To verify your code we use the method of manufactured solutions. Let \(u(x, y)\) be the exact function \(u_{exact}(x, y) = e^{(x-0.5)^2 + (y-0.5)^2}\). By taking \(-\Delta u_{exact}\) you can compute the corresponding right-hand side \(f\) so that this function \(u_{exact}\) will be the exact solution of the Poisson equation \(-\Delta u(x, y) = f(x, y)\) with boundary conditions given by the boundary data of your known \(u_{exact}\).

For growing values \(N\) solve the linear system of equations using the scipy.sparse.linalg.spsolve command. Plot the maximum relative error of your computed grid values \(u(x_i, y_j)\) against the exact solution \(u_{exact}\) as \(N\) increases. The relative error at a given point is

\[ e_{rel} = \frac{|u(x_i, y_j) - u_{exact}(x_i, y_j)|}{|u_{exact}(x_i, y_j)|} \]

For your plot you should use a double logarithmic plot (loglog in Matplotlib). As \(N\) increases the error should go to zero. What can you conjecture about the rate of convergence?

Task 2 With your verified code we now have something to compare a GPU code against. On the GPU we want to implement a simple iterative scheme to solve the Poisson equation. The idea is to rewrite the above discrete linear system as

\[ u(x_i, y_j) = \frac{1}{4}\left(h^2f(x_i, y_j) + u(x_{i-1}, y_j) + u(x_{i+1}, y_j) + u(x_{i}, y_{j-1}) + u(x_i, y_{j+1}))\right) \]

You can notice that if \(f\) is zero then the left-hand side \(u(x_i, y_j)\) is just the average of all the neighbouring grid points. This motivates a simple iterative scheme, namely

\[ u^{k+1}(x_i, y_j) = \frac{1}{4}\left(h^2f(x_i, y_j) + u^k(x_{i-1}, y_j) + u^k(x_{i+1}, y_j) + u^k(x_{i}, y_{j-1}) + u^k(x_i, y_{j+1}))\right). \]

In other words, the value of \(u\) at the iteration \(k+1\) is just the average of all the values at iteration \(k\) plus the contribution from the right-hand side.

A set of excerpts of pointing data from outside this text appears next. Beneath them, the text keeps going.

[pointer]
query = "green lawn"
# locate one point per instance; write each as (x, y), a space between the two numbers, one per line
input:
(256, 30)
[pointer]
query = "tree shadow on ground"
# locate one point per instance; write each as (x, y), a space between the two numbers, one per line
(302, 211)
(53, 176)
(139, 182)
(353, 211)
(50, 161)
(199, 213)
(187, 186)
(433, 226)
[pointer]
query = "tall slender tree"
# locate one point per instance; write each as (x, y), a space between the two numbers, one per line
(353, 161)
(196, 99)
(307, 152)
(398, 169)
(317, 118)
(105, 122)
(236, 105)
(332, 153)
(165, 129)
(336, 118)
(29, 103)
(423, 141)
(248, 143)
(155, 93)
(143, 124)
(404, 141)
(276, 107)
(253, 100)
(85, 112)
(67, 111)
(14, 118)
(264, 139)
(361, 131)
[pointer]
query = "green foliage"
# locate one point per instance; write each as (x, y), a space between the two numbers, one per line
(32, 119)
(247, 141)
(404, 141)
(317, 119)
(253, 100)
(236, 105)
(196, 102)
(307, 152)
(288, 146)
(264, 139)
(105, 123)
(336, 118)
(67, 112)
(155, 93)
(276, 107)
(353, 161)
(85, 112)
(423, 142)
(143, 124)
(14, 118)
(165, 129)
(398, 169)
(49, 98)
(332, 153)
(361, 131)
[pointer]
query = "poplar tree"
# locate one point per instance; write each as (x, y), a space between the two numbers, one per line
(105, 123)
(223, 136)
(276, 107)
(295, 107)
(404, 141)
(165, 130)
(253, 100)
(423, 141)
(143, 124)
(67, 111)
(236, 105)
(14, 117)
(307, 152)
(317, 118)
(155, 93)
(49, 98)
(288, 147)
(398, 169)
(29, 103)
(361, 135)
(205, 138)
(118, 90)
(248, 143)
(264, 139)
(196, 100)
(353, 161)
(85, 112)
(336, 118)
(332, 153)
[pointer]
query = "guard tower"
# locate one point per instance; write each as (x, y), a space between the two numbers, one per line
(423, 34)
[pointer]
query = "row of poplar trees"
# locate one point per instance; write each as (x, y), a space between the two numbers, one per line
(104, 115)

Your task is to implement this iterative scheme in Numba Cuda. A few hints are in order:

Make sure that when possible you only copy data from the GPU to the host at the end of your computation. To initialize the iteration you can for example take \(u=0\). You do not want to copy data after each iteration step.
You will need two global buffers, one for the current iteration \(k\) and one for the next iteration.
Your compute kernel will execute one iteration of the scheme and you run multiple iterations by repeatedly calling the kernel from the host.
To check for convergence you should investigate the relative change of your values from \(u^k\) to \(u^{k+1}\) and take the maximum relative change as measure how accurate your solution is. Decide how you implement this (in the same kernel or through a separate kernel). Also, decide how often you check for convergence. You may not want to check in each iteration as it is an expensive operation.
Verify your GPU code by comparing against the exact discrete solution in Task 1. Generate a convergence plot of how the values in your iterative scheme converge against the exact discrete solution. For this use a few selected values of \(N\). How does the convergence change as \(N\) increases?
Try to optimise memory accesses. You will notice that if you consider a grid value \(u(i, j)\) it will be read multiple times from the global buffer. Try to optimise memory accesses by preloading a block of values into local shared memory and have a thread block read the data from there. When you do this benchmark against an implementation where each thread just reads from global memory.

Carefully describe your computations and observations. Explain what you are doing and try to be scientifically precise in your observations and conclusions. Carefully designing and interpreting your convergence and benchmark experiments is a significant component of this assignment.